LA SENTENZA 278 DEL 2013 – Nel frattempo, una sentenza del novembre 2013 della Corte costituzionale ha dichiarato illegittimo l’anonimato a vita, fortemente sbilanciato a favore della madre. Secondo i giudici è possibile interpellare la madre biologica per chiederle se voglia o meno rimuovere l’anonimato. “Ci sono molte donne che 50 anni fa non avrebbero potuto mantenere un figlio, che credono di aver fatto un errore, che vorrebbero ma non possono cercare alcun contatto” spiega Anna Arecchia. Il punto è che non in tutti i Tribunali si sono adeguati a questa sentenza. Lo sa bene Monica Rossi. Un giorno, a Torino, un giudice le disse: “Lei ha fatto istanza, per la seconda volta…Noi abbiamo seguito la nuova procedura decisa dalla Corte Costituzionale, abbiamo aperto la busta e rintracciato sua madre”. Finalmente era sul punto di conoscere quel nome. Ma il giudice continuò: “Poi abbiamo richiuso la busta: è morta da 10 anni”. Tutto crollò in quell’istante. E da allora Monica la cerca. Nei cimiteri.

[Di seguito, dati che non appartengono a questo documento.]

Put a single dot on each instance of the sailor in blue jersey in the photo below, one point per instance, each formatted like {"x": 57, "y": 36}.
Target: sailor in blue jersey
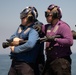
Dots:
{"x": 24, "y": 56}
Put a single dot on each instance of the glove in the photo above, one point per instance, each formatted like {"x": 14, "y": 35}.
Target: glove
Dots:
{"x": 50, "y": 38}
{"x": 74, "y": 34}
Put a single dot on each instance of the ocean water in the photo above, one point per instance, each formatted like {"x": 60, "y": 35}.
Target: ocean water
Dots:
{"x": 5, "y": 63}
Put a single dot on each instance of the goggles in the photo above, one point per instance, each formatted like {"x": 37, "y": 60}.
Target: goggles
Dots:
{"x": 47, "y": 14}
{"x": 23, "y": 15}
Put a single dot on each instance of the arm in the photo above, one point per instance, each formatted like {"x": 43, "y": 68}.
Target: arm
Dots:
{"x": 32, "y": 40}
{"x": 66, "y": 33}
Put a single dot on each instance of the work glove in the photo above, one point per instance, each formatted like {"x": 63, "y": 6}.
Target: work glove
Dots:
{"x": 49, "y": 38}
{"x": 74, "y": 34}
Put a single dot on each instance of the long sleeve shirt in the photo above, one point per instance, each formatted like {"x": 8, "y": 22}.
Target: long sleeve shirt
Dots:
{"x": 28, "y": 51}
{"x": 61, "y": 47}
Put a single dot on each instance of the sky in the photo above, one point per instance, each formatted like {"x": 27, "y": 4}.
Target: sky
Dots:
{"x": 10, "y": 16}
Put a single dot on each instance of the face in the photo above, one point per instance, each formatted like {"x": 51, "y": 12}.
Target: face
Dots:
{"x": 48, "y": 16}
{"x": 24, "y": 21}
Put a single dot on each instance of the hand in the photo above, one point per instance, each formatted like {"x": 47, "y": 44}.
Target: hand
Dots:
{"x": 50, "y": 38}
{"x": 16, "y": 41}
{"x": 12, "y": 48}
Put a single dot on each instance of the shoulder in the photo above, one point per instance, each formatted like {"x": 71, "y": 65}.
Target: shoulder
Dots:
{"x": 63, "y": 24}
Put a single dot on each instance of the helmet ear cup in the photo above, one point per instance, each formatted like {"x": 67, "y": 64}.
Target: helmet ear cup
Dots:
{"x": 56, "y": 11}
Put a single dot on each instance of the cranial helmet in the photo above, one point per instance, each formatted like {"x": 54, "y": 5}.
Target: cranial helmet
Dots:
{"x": 56, "y": 11}
{"x": 29, "y": 12}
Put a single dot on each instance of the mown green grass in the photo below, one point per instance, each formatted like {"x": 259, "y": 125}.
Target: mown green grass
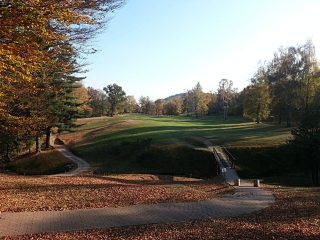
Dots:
{"x": 233, "y": 132}
{"x": 167, "y": 145}
{"x": 50, "y": 162}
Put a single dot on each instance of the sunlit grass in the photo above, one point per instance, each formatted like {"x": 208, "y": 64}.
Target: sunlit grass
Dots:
{"x": 114, "y": 144}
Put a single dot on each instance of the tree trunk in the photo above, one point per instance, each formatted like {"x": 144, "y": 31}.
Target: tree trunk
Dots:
{"x": 38, "y": 144}
{"x": 280, "y": 117}
{"x": 48, "y": 135}
{"x": 8, "y": 153}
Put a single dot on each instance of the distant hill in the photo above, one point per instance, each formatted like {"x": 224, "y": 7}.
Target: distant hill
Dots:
{"x": 179, "y": 95}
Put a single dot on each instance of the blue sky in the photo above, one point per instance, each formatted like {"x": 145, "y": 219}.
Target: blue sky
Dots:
{"x": 157, "y": 48}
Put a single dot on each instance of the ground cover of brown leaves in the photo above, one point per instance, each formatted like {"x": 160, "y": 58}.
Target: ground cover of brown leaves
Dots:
{"x": 295, "y": 215}
{"x": 23, "y": 193}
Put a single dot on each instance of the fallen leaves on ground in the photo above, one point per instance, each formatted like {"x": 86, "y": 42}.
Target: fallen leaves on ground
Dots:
{"x": 22, "y": 193}
{"x": 295, "y": 215}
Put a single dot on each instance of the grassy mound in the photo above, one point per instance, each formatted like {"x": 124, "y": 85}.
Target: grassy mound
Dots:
{"x": 123, "y": 144}
{"x": 45, "y": 163}
{"x": 143, "y": 157}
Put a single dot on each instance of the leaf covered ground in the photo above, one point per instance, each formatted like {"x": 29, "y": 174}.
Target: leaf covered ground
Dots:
{"x": 23, "y": 193}
{"x": 295, "y": 215}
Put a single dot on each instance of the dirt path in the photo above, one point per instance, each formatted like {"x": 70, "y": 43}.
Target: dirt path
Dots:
{"x": 244, "y": 201}
{"x": 82, "y": 165}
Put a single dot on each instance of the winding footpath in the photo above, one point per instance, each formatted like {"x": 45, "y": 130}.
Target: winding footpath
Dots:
{"x": 244, "y": 200}
{"x": 82, "y": 165}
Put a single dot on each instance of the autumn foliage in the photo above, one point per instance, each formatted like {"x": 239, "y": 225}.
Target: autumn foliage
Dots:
{"x": 40, "y": 44}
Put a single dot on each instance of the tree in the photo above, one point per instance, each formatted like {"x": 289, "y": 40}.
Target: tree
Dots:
{"x": 131, "y": 105}
{"x": 293, "y": 82}
{"x": 40, "y": 41}
{"x": 147, "y": 106}
{"x": 173, "y": 107}
{"x": 159, "y": 104}
{"x": 257, "y": 102}
{"x": 115, "y": 96}
{"x": 225, "y": 96}
{"x": 98, "y": 102}
{"x": 306, "y": 143}
{"x": 196, "y": 101}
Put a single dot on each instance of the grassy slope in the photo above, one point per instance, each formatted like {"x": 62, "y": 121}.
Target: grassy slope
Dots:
{"x": 50, "y": 162}
{"x": 138, "y": 143}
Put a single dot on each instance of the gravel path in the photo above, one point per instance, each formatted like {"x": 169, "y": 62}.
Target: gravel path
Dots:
{"x": 82, "y": 165}
{"x": 244, "y": 200}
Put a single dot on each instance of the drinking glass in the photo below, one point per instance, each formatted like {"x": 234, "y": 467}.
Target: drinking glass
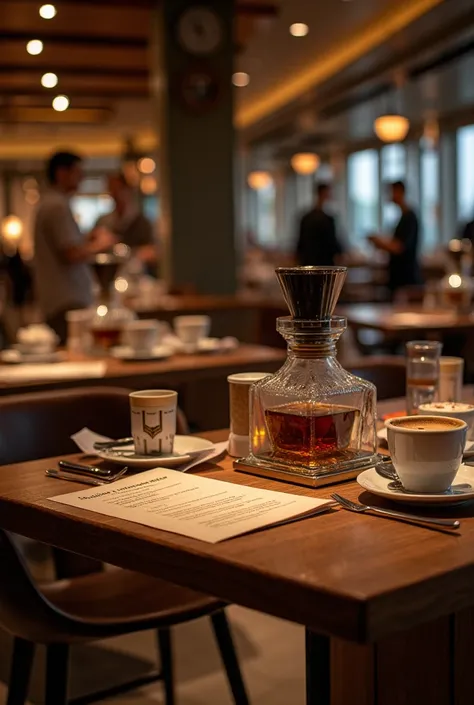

COLORI DEL VUOTO – La storia di Monica è tra quelle raccontate nel libro I colori del vuoto, curato da Ramona Parenzan. “Con mia mamma adottiva giocavo spesso a nascondino – racconta a ilfattoquotidiano.it – perché volevo essere cercata, volevo mancare a qualcuno”. Ramona vive a Brescia ed è sempre stata attratta dalla cultura rom. La gestualità, i film, la musica. “Cantavo le canzoni di Bregovic, sentivo forte di essere slava e rom e così ho iniziato ad andare spesso nei Balcani”. Poi un giorno era a Novi Beograd, in un appartamento dove tutti parlavano un’altra lingua: “Mi era così familiare ed ebbi la sensazione di essere finalmente ‘a casa’. Mi affacciai alla finestra e mi misi a piangere”. Ramona Parenzan ha ritrovato la madre biologica solo di recente “grazie a una sua amica che ha visto una mia foto pubblicata su Facebook”. La donna vive a Torino, ma non è slava. “Lo è mio padre – racconta Ramona – e lei me lo ha svelato dopo un mese dal nostro primo incontro. La terza parte di me appartiene a quell’uomo assente”. “Quell’uomo medusa – scrive nel libro – che mi tiene aggrappato a sé da una vita”.